Staying on top of laws governing AI bias – another well publicised issue – is also important. Friedmann says that may involve working with subject matter experts to ensure output is reliable and with audit and technology functions to set data quality controls.

Even with that, however, he warns that complete elimination of bias ‘is likely impossible’.

Bias isn’t unique to AI of course, with Baker McKenzie noting virtually all decision making, whether AI-based or otherwise, creates bias. But it says the risk for companies lacking AI governance structures and oversight from key stakeholders, or ones who rely wholesale on third party tools, is the use of such tools in a way that creates organisational legal liability such as discrimination claims in the hiring process.

“Companies that use these tools must develop a framework that identifies an approach to assessing bias and a mechanism for testing and avoiding unlawful bias, as well as ensuring relevant data privacy requirements are met.”

Cyber fraud risks, and consumer protection risk round out Gartners six key risks for companies to consider before embarking on their generative AI journey.

The potential for ChatGPT to be used by bad actors have already prompted plenty of handwringing.

February survey of IT decision makers by Blackberry found 51 percent predicting a successful cyberattack, credited to ChatGPT, within a year, while 71 percent said they believed nation states were already likely using the technology for malicious purposes.
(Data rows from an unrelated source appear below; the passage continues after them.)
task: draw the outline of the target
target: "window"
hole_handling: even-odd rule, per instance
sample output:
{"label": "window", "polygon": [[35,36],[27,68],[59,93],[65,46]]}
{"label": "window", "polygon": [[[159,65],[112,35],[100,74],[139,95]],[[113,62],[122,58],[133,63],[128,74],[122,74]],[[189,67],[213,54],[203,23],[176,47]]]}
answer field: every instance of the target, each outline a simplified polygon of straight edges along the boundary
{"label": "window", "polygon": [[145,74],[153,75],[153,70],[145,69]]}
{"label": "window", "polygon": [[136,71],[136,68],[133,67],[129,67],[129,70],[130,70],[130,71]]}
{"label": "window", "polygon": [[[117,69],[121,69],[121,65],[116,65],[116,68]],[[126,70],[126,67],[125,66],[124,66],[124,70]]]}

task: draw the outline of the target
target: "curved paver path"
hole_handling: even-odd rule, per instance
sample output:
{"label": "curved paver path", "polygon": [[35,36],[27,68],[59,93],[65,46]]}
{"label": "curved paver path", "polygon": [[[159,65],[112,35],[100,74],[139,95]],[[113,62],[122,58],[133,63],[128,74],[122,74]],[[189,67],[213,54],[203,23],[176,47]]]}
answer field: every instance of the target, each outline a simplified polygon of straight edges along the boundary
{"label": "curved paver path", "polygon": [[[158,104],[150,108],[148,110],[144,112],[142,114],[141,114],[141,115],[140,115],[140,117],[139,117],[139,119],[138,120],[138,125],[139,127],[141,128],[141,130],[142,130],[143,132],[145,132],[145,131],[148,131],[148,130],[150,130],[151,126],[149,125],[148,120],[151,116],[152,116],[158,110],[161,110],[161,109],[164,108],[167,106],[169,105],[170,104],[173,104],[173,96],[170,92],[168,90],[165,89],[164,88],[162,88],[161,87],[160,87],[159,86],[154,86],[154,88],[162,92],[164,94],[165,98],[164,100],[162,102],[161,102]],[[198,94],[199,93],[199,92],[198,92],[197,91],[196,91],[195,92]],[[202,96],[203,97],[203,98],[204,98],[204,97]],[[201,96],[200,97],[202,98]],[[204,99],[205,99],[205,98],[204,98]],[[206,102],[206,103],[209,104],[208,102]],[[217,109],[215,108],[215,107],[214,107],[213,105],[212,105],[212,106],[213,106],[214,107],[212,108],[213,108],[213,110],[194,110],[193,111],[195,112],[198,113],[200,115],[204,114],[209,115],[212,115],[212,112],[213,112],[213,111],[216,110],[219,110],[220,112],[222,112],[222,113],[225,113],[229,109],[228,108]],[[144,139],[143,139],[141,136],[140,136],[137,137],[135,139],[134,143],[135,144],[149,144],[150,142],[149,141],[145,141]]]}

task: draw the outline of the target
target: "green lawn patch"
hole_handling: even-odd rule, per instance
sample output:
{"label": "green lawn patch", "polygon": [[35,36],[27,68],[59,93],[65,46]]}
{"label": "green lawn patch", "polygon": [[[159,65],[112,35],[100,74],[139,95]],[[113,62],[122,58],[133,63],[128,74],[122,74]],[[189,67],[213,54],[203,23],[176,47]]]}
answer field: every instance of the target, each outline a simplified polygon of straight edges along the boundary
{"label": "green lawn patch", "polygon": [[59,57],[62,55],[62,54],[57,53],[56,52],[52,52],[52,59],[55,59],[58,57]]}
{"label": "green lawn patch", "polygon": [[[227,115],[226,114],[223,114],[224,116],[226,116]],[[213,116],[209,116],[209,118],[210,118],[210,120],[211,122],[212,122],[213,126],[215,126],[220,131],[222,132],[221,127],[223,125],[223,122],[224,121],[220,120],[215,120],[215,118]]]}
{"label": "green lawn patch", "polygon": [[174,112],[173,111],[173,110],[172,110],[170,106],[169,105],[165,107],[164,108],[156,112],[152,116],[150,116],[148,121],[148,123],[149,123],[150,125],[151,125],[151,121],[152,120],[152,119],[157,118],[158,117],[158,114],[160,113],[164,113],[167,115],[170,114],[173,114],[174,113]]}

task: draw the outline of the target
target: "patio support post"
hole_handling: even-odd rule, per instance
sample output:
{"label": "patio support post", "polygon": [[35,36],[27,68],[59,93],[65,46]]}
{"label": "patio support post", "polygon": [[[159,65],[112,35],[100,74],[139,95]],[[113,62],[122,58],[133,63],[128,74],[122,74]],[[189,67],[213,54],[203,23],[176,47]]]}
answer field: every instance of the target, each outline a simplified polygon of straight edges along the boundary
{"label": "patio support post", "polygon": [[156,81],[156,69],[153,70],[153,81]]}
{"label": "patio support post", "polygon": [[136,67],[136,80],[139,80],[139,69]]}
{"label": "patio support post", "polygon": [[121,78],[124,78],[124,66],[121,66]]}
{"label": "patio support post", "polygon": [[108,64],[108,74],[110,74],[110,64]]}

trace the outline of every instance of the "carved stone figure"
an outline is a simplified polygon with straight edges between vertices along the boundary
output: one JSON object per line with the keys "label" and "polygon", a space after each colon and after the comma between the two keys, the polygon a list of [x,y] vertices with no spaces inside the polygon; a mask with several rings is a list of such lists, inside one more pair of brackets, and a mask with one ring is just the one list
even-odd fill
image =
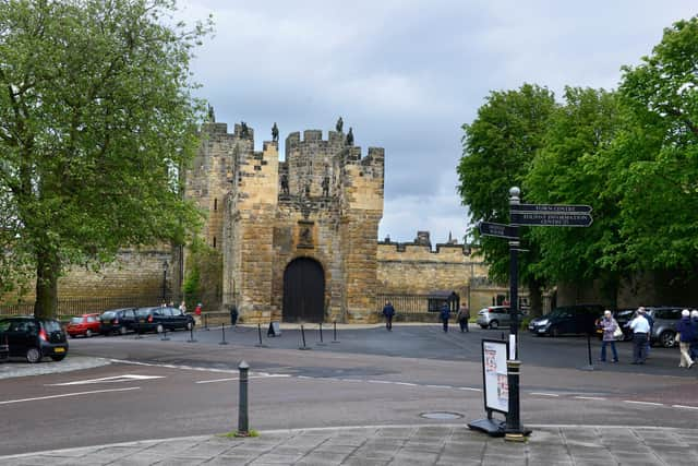
{"label": "carved stone figure", "polygon": [[281,194],[288,195],[288,175],[281,175]]}
{"label": "carved stone figure", "polygon": [[323,178],[323,195],[327,198],[329,195],[329,177]]}

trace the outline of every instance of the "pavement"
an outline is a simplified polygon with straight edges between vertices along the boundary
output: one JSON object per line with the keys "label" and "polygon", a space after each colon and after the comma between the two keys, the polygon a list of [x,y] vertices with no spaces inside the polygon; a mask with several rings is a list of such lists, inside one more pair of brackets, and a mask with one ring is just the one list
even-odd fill
{"label": "pavement", "polygon": [[0,456],[10,465],[690,465],[698,429],[527,426],[507,442],[465,425],[263,431],[186,437]]}

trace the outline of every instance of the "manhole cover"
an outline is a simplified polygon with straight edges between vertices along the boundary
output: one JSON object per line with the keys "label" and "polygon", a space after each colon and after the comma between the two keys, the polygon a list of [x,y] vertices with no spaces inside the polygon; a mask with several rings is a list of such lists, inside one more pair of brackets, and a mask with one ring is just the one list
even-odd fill
{"label": "manhole cover", "polygon": [[433,413],[422,413],[420,417],[423,417],[426,419],[460,419],[462,415],[458,413],[433,411]]}

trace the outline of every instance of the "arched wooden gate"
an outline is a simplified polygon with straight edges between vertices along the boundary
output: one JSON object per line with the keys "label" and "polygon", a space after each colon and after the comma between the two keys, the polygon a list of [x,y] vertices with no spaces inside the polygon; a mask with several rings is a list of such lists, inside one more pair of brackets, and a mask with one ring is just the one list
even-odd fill
{"label": "arched wooden gate", "polygon": [[284,322],[322,322],[325,274],[310,258],[291,261],[284,272]]}

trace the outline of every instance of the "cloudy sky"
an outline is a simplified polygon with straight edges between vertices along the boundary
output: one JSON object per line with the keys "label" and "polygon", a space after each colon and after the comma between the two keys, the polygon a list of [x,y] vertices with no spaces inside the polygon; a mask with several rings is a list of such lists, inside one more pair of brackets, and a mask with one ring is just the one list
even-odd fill
{"label": "cloudy sky", "polygon": [[[213,14],[214,37],[193,62],[217,121],[245,121],[255,145],[277,122],[334,129],[385,147],[378,238],[430,230],[462,239],[468,211],[456,193],[461,126],[490,91],[524,83],[614,88],[662,29],[698,13],[693,0],[180,0],[189,21]],[[524,193],[524,199],[526,193]]]}

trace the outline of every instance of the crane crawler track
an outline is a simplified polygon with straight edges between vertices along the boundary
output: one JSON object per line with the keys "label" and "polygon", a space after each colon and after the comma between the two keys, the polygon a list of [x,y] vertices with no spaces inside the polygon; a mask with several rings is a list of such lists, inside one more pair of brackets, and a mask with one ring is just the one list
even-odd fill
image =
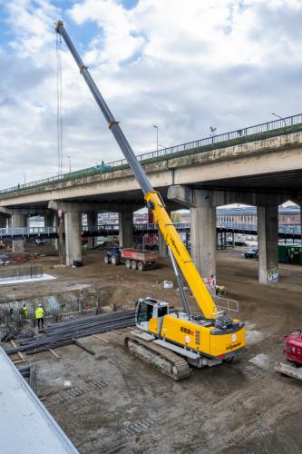
{"label": "crane crawler track", "polygon": [[134,356],[157,367],[161,373],[175,381],[187,379],[190,374],[190,369],[184,358],[151,341],[131,335],[125,338],[125,347]]}

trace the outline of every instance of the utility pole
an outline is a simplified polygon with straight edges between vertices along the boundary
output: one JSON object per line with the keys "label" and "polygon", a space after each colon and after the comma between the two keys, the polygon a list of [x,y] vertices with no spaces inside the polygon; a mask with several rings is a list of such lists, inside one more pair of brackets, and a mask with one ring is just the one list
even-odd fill
{"label": "utility pole", "polygon": [[154,124],[153,128],[156,129],[156,151],[159,151],[159,127]]}

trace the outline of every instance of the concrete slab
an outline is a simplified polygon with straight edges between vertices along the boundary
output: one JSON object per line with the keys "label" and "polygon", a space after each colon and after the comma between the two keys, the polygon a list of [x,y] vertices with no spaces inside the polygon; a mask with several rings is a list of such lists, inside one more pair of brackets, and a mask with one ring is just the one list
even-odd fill
{"label": "concrete slab", "polygon": [[78,453],[0,348],[2,454]]}
{"label": "concrete slab", "polygon": [[24,282],[37,282],[39,281],[51,281],[53,279],[58,279],[58,278],[55,276],[52,276],[51,274],[44,274],[41,278],[11,279],[11,280],[0,281],[0,285],[17,284]]}

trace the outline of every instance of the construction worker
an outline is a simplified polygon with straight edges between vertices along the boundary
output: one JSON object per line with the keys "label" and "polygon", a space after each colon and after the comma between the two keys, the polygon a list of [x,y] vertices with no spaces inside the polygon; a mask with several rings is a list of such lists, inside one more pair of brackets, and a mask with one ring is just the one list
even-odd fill
{"label": "construction worker", "polygon": [[24,320],[28,319],[28,307],[26,306],[25,303],[24,303],[24,305],[23,305],[23,316],[24,316]]}
{"label": "construction worker", "polygon": [[[41,328],[43,329],[44,325],[44,310],[42,307],[42,304],[39,304],[38,307],[35,310],[35,320],[38,321],[38,328],[40,329],[40,323],[41,323]],[[34,323],[35,326],[35,323]]]}

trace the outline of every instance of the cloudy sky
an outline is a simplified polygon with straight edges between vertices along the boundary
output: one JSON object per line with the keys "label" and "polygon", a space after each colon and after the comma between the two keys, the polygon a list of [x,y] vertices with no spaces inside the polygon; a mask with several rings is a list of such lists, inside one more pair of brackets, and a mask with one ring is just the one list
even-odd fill
{"label": "cloudy sky", "polygon": [[[0,0],[0,188],[58,173],[60,18],[136,153],[302,110],[301,0]],[[119,159],[61,47],[63,171]]]}

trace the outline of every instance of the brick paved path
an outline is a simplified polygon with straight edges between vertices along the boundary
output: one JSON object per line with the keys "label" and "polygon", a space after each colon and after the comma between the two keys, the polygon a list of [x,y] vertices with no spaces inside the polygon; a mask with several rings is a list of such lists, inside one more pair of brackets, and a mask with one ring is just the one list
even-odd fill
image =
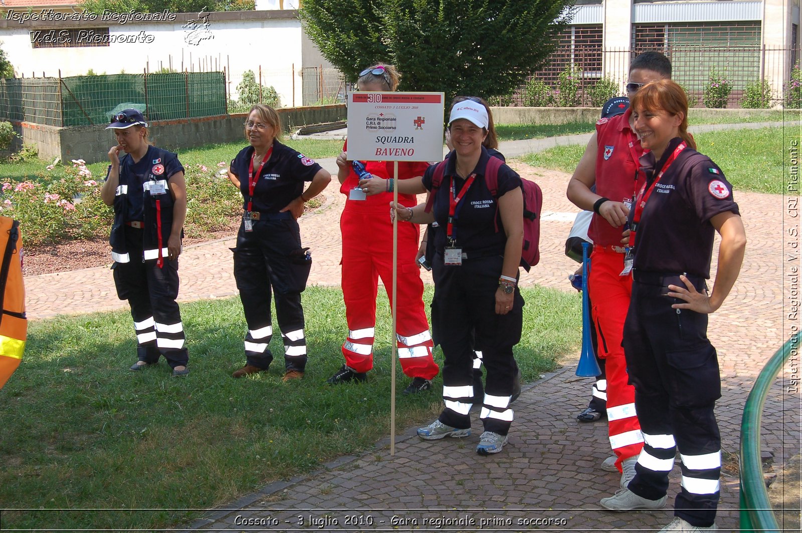
{"label": "brick paved path", "polygon": [[[505,148],[503,146],[502,151]],[[334,170],[332,159],[322,163]],[[569,289],[565,277],[576,268],[563,254],[571,224],[567,213],[576,211],[565,196],[569,176],[516,161],[512,166],[525,177],[537,180],[545,198],[541,264],[522,277],[522,285]],[[344,200],[335,184],[325,194],[324,206],[301,220],[302,237],[314,252],[310,281],[337,285],[338,226]],[[733,454],[738,453],[740,417],[748,391],[766,359],[781,343],[783,302],[782,199],[736,192],[736,200],[747,229],[747,256],[740,278],[724,306],[711,317],[709,329],[719,351],[723,378],[723,398],[717,408],[723,448]],[[233,242],[233,238],[224,239],[184,250],[180,271],[182,301],[236,293],[228,249]],[[431,277],[424,281],[431,283]],[[28,313],[33,318],[125,307],[125,302],[116,299],[111,273],[105,267],[31,277],[26,283]],[[623,514],[599,509],[598,499],[618,488],[618,476],[597,468],[609,454],[605,424],[579,424],[573,418],[589,390],[589,380],[577,378],[573,370],[569,365],[525,388],[514,406],[509,444],[497,456],[476,454],[473,448],[480,431],[466,439],[430,442],[420,441],[413,436],[415,428],[408,428],[399,439],[395,457],[379,443],[376,450],[341,458],[318,474],[273,483],[189,527],[298,530],[298,517],[302,515],[307,525],[300,529],[318,529],[317,524],[324,524],[326,529],[389,531],[393,529],[392,517],[398,515],[408,521],[395,531],[434,530],[434,525],[424,525],[423,520],[437,517],[462,520],[437,531],[659,529],[671,519],[668,508]],[[779,382],[766,402],[764,449],[772,451],[777,462],[799,453],[798,402],[798,395],[784,393]],[[475,421],[475,430],[480,427]],[[670,494],[673,496],[678,490],[678,467],[673,472]],[[720,531],[731,531],[738,523],[737,477],[725,474],[721,493],[717,521]],[[363,522],[349,525],[348,515]],[[372,525],[366,523],[368,517]],[[518,522],[549,517],[565,523],[549,526]],[[243,518],[269,525],[241,525]],[[310,519],[315,525],[308,525]],[[336,519],[337,524],[330,519]],[[512,522],[503,522],[508,519]],[[277,523],[269,522],[273,519]],[[481,519],[487,522],[480,524]]]}

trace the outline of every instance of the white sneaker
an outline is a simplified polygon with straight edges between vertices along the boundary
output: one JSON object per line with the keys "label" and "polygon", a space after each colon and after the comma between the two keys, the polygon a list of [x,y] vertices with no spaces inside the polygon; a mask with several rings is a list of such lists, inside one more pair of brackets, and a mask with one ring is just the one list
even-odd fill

“Bad actors are already misusing ChatGPT to generate false information at scale – eg fake reviews,” Gartner says, noting that LLM models are also susceptible to prompt injection – a process of hijacking the output, enabling hackers to trick the model into performing tasks such as writing malware codes or developing phishing sites.

Audits of due diligence sources to verify quality of information, will be required Friedmann says.

On the consumer side, companies will need to make ‘appropriate’ disclosures to customers about the use of ChatGPT, such as in a customer support chatbot, and ensure they’re complying with relevant regulations and laws. Failure to do so could erode customer trust and cost business – and see businesses potentially charged with unfair practices under some laws, Gartner says.

Baker McKenzie, meanwhile, is urging organisations to take a more holistic approach, moving current approaches beyond siloed efforts and bringing together previously discrete functions under the umbrella of a strong governance framework.

“While many organisations rely on data scientists to spearhead AI initiatives, all relevant stakeholders, including legal, the c-suite, boards, privacy, compliance and HR, need to be involved throughout the entire decision making process,” the law firm says.

“Hand in hand with this, organisations should prepare and follow an internal governance framework that accounts for enterprise risks across use cases and allows the company to efficiently make the correct compliance adjustments once issues are identified.”